Ибо кое-что еще остается в стране Томаса Джефферсона от его великой мечты и того, что называли демократией: хотя богатые тиранят бедных, бедные не раболепствуют; угнетатель и угнетаемый прямо говорят друг другу правду в глаза.
Революционеры заседали в пустой комнате с оштукатуренными стенами, на которых висело несколько грубых черно-белых набросков в манере, которую принято называть пролетарским искусством, хотя и один пролетарий на миллион его не поймет. Обе штаб-квартиры роднило одно: и там, и там в нарушение американской конституции[123]

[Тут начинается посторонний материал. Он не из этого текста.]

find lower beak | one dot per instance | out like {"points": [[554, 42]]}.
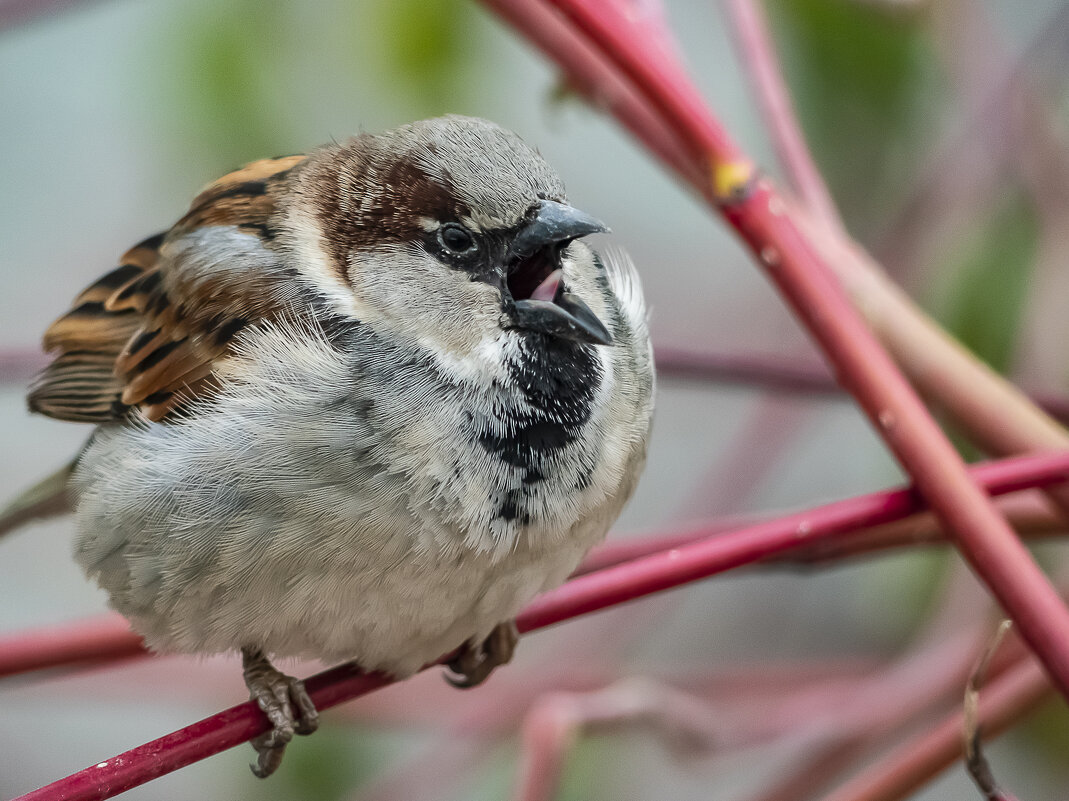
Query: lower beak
{"points": [[562, 314], [536, 257]]}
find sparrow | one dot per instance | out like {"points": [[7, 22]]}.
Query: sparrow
{"points": [[358, 404]]}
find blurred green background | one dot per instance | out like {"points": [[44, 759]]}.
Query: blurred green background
{"points": [[938, 127]]}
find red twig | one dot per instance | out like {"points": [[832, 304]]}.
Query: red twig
{"points": [[1006, 698], [760, 218], [762, 66]]}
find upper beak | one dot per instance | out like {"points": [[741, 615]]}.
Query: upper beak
{"points": [[536, 279]]}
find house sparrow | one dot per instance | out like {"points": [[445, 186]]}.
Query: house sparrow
{"points": [[361, 404]]}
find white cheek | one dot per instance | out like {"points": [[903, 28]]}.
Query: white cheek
{"points": [[308, 251], [412, 294]]}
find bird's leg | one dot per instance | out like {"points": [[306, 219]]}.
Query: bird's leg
{"points": [[475, 661], [276, 694]]}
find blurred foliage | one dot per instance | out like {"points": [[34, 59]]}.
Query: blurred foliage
{"points": [[1047, 733], [429, 48], [244, 73], [987, 278], [228, 57], [329, 766], [910, 583], [866, 83]]}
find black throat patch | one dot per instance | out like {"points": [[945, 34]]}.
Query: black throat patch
{"points": [[559, 380]]}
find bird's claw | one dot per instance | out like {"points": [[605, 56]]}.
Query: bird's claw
{"points": [[276, 694], [475, 661]]}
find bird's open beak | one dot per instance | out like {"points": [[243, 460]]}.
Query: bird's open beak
{"points": [[535, 278]]}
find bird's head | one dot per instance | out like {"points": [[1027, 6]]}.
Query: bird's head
{"points": [[449, 231]]}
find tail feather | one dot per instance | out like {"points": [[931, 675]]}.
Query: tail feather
{"points": [[47, 498]]}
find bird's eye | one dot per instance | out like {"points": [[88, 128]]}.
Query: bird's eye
{"points": [[455, 237]]}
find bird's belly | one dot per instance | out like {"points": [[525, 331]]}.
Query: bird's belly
{"points": [[374, 594]]}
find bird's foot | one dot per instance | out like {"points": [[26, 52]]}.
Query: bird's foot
{"points": [[276, 694], [475, 661]]}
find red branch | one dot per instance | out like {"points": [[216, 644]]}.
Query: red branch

на столе было спиртное. Перед миллионерами стояли разноцветные коктейли. Холкет, самый ярый большевик, признавал только водку. Он был рослый, сутулый, с агрессивным собачьим профилем: нос и кустистые рыжие усы торчали вперед, губы постоянно кривила презрительная усмешка. Джон Элиас, сдержанный брюнет в очках и с черной бородкой клинышком, завсегдатай европейских кафе, предпочитал абсент. Журналиста не отпускало ощущение, что Джон Элиас и Якоб П. Штейн чрезвычайно похожи. Они выглядели, думали и действовали одинаково, словно миллионер через подземный ход в гостинице «Вавилон» вынырнул на собрании подпольщиков.